Uma segunda mudança, tão fundamental quanto a decisão de produzir roupas, foi a intensa verticalização dos negócios da empresa. Resultado de uma opção feita por Carcelle e Arnault, ainda no início dos anos 90, a companhia decidiu fazer intramuros tudo o que fosse possível. Novas fábricas foram construídas e mesmo os produtos terceirizados passaram a ser submetidos a um rigoroso controle de qualidade.
Até o criador do gado que fornece o couro para as bolsas obedece a um protocolo estabelecido pela Vuitton. Ao contrário de outras marcas de luxo, que ainda trabalham com franquias, na LV todas as 414 lojas são próprias. Para isso, foi preciso realizar um movimento caro e complexo. Em 1990, 30% das lojas da marca estavam nas mãos de franqueados. Foram todas recompradas ou tiveram seus contratos cancelados. O visual também foi reformulado e unificado.

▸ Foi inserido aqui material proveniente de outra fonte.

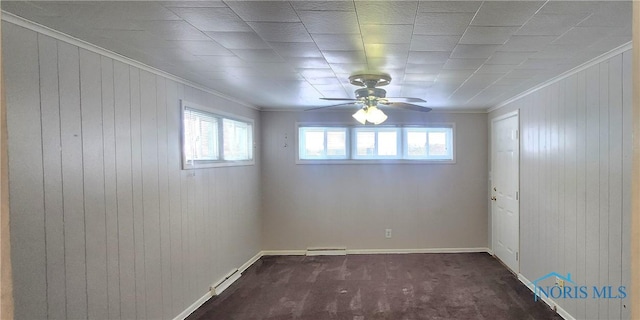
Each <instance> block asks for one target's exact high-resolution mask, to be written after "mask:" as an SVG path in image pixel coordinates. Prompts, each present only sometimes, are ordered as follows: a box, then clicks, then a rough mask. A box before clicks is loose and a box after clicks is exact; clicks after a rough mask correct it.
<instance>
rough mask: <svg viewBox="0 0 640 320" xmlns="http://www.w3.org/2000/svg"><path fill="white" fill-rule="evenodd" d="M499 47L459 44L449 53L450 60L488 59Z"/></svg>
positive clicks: (478, 44)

A empresa mantém hoje dezenas de arquitetos pelo mundo - só em Paris são mais de 30 - para projetar suas lojas, um luxo a que poucas companhias podem se dar. "Atuando dessa maneira, sabemos exatamente quais são os produtos que realmente saem da prateleira, pois quem vende são nossos funcionários. Isso nos dá flexibilidade para adequar a oferta e o ritmo dos lançamentos às necessidades do mercado", diz Pietro Beccari, vice-presidente de produtos da LV.
Uma visita à primeira fábrica da Louis Vuitton, em Asniéres, no subúrbio de Paris, dá uma pequena amostra de como esse modelo funciona. Construído em 1859, atrás da casa que já abrigou sete gerações da família Vuitton, o imenso galpão foi reformado em 2005. Mas, apesar de ainda ser chamado de oficina, e os funcionários, de artesãos, por dentro o clima é mesmo o de uma linha de produção - e o sistema de lá foi igualmente adotado nas outras 13 fábricas ao redor do mundo.
Cada unidade tem, no máximo, 250 funcionários, que trabalham num esquema inspirado no modelo da Toyota. Em vez de um "artesão" fazer uma bolsa do começo ao fim, como antes, as funções foram divididas. Cada bolsa é feita por grupos de seis a 12 funcionários. Além de tornar mais ágil a produção e ajudar a reduzir os defeitos, o novo modelo permitiu que a Vuitton lançasse mais produtos a cada ano.
O tempo para a chegada de produtos às lojas também foi reduzido à metade. Para isso, foi muito importante a construção de um novo centro logístico. Localizado na cidade de Cergy, a 30 quilômetros de Paris, dali saem os produtos que serão enviados a seis centros regionais de distribuição espalhados pelo planeta.
A partir de agora, e mais do que nunca, toda a estratégia do grupo vai depender de um bom desempenho nos mercados emergentes. Nesses países estão os novos super-ricos e também uma classe média emergente disposta a consumir produtos com a marca da empresa. Hoje, segundo a analista Melanie Flouquet, do banco JP Morgan, os países emergentes já respondem por 15% das receitas da Vuitton. Mas ainda há muito espaço para crescer.
Nos países do Bric (Brasil, Rússia, Índia e China), que têm juntos mais de 2,5 bilhões de habitantes, são 37 lojas com o monograma LV. Nos Estados Unidos, com população em torno de 300 milhões de pessoas, o número de lojas é o triplo disso. Quando a Vuitton chegou à China, em 1992, o país não era essa potência que ajudou o mundo a crescer nos últimos anos. Hoje, com 25 lojas, é um dos mercados em que a marca mais cresce.
O Brasil, com apenas cinco lojas, é outro país com elevado crescimento das receitas, próximo de 30% ao ano. O problema é que as vendas por aqui ainda representam cerca de 1% do faturamento mundial da Vuitton. "Vamos continuar crescendo nos países emergentes", afirmou Antoine Arnault a EXAME.
"Talvez eles não compensem totalmente os efeitos da crise, mas com certeza são eles que vão ajudar a impulsionar nosso crescimento neste momento." A Louis Vuitton já passou ilesa por outras turbulências. Com essa estratégia, Arnault e Carcelle pretendem sobreviver a mais uma.